Les programmes insistent sur l'intérêt des lectures en réseau autour d'une œuvre : la comparaison de plusieurs textes permet à l'élève de construire ses connaissances littéraires et une culture commune.
Autour de la figure du méchant, on peut faire un rapprochement avec les contes mythologiques (Le Roi Midas), traditionnels (Perrault Peau d'âne, Barbe-Bleue, Grimm Raiponce, Le Diable et ses trois cheveux d'or). La figure du Tyran est construite sur le stéréotype du personnage méchant, un despote, laid et cruel. Le personnage du Luthier peut être comparé quant à lui avec Le Joueur de Flûte de Hamelin, autre musicien venu de nul part, indéfinissable et au tempérament machiavélique. Sur le thème du temps on peut citer La Mort Marraine de Grimm, L'horloger de l'aube de Yves Heurté, Syros 1997, Le Maître des Horloges de Anne Jonas et Arnaud Hug.
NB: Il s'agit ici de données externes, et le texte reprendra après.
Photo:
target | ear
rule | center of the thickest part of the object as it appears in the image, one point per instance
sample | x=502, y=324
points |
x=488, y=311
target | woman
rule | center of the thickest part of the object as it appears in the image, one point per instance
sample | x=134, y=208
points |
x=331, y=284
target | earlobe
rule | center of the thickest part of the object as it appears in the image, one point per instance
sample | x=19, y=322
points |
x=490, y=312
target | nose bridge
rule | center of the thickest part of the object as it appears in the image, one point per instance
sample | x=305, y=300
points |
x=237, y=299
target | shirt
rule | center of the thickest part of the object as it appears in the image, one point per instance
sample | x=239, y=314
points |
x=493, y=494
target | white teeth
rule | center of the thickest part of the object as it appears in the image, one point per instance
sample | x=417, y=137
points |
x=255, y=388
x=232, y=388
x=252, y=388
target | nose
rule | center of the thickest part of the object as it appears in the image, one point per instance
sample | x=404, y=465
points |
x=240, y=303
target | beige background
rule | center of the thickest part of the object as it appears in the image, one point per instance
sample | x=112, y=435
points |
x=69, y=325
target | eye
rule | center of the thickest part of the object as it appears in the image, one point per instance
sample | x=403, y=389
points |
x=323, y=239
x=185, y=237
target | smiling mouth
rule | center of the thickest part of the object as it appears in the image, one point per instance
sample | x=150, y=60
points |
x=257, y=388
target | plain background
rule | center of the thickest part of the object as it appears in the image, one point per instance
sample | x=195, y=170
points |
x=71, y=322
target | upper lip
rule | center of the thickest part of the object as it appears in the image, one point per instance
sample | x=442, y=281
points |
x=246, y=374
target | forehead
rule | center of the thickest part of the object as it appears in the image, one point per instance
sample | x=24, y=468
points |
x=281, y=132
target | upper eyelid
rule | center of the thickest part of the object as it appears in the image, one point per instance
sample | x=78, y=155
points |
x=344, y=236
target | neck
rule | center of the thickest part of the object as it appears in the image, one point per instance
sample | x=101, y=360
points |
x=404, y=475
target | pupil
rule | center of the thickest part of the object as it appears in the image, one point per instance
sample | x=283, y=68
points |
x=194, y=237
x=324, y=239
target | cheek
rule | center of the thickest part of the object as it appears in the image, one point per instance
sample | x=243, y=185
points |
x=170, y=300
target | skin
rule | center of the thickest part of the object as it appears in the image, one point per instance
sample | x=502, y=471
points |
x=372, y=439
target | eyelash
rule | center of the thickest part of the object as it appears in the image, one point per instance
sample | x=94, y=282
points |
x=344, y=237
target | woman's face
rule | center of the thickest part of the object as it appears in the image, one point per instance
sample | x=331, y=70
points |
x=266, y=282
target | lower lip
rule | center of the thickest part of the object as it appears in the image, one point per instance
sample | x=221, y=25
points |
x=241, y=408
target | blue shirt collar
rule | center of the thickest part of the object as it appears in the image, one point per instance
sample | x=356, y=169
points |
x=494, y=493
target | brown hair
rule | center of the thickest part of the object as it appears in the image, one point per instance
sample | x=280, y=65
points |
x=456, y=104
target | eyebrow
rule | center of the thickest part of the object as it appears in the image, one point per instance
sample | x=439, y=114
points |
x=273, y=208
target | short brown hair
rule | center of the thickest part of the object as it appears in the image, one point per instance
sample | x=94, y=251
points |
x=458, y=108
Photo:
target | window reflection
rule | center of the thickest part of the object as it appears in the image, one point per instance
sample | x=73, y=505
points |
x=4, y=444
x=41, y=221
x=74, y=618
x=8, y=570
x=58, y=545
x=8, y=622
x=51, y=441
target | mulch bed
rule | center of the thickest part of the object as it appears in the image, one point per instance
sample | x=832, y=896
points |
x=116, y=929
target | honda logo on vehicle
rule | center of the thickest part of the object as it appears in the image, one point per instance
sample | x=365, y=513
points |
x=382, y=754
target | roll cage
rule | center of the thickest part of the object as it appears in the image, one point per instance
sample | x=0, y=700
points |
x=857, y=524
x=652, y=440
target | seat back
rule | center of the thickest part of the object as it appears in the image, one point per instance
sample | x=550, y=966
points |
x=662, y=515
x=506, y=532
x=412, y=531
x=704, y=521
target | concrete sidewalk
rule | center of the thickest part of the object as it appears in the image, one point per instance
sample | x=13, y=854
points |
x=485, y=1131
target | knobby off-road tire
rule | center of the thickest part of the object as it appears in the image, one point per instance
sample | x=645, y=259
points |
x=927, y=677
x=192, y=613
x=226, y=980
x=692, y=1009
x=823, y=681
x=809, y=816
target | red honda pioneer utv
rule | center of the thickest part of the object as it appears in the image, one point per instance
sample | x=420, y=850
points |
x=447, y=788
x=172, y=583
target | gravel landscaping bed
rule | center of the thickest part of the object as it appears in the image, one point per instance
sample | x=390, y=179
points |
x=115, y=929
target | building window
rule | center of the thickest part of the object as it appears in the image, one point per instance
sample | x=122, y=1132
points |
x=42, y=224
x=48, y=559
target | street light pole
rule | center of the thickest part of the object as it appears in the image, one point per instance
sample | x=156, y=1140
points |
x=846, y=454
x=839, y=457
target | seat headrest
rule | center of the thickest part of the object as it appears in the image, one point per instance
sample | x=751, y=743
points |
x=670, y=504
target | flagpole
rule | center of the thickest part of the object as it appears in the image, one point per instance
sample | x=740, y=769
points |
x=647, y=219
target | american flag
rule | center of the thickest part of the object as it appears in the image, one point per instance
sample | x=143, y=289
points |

Le genre du conte remonte à la nuit des temps et persiste aujourd'hui après avoir été revisité par les « Modernes ». Sa portée morale est recherchée car elle permet de construire l'identité du jeune lecteur : il intègre des stéréotypes puis s'en démarque. Le Tyran, le Luthier et le Temps est un bel exemple de cette survivance du conte et permet avec ses résistances de créer de nombreuses séquences de travail transversales avec les élèves. J'aurais pu parler des niveaux de langues, langue des troubadours et langage courtois, de la dimension historique de l'ouvrage évoquant le système des sociétés féodales.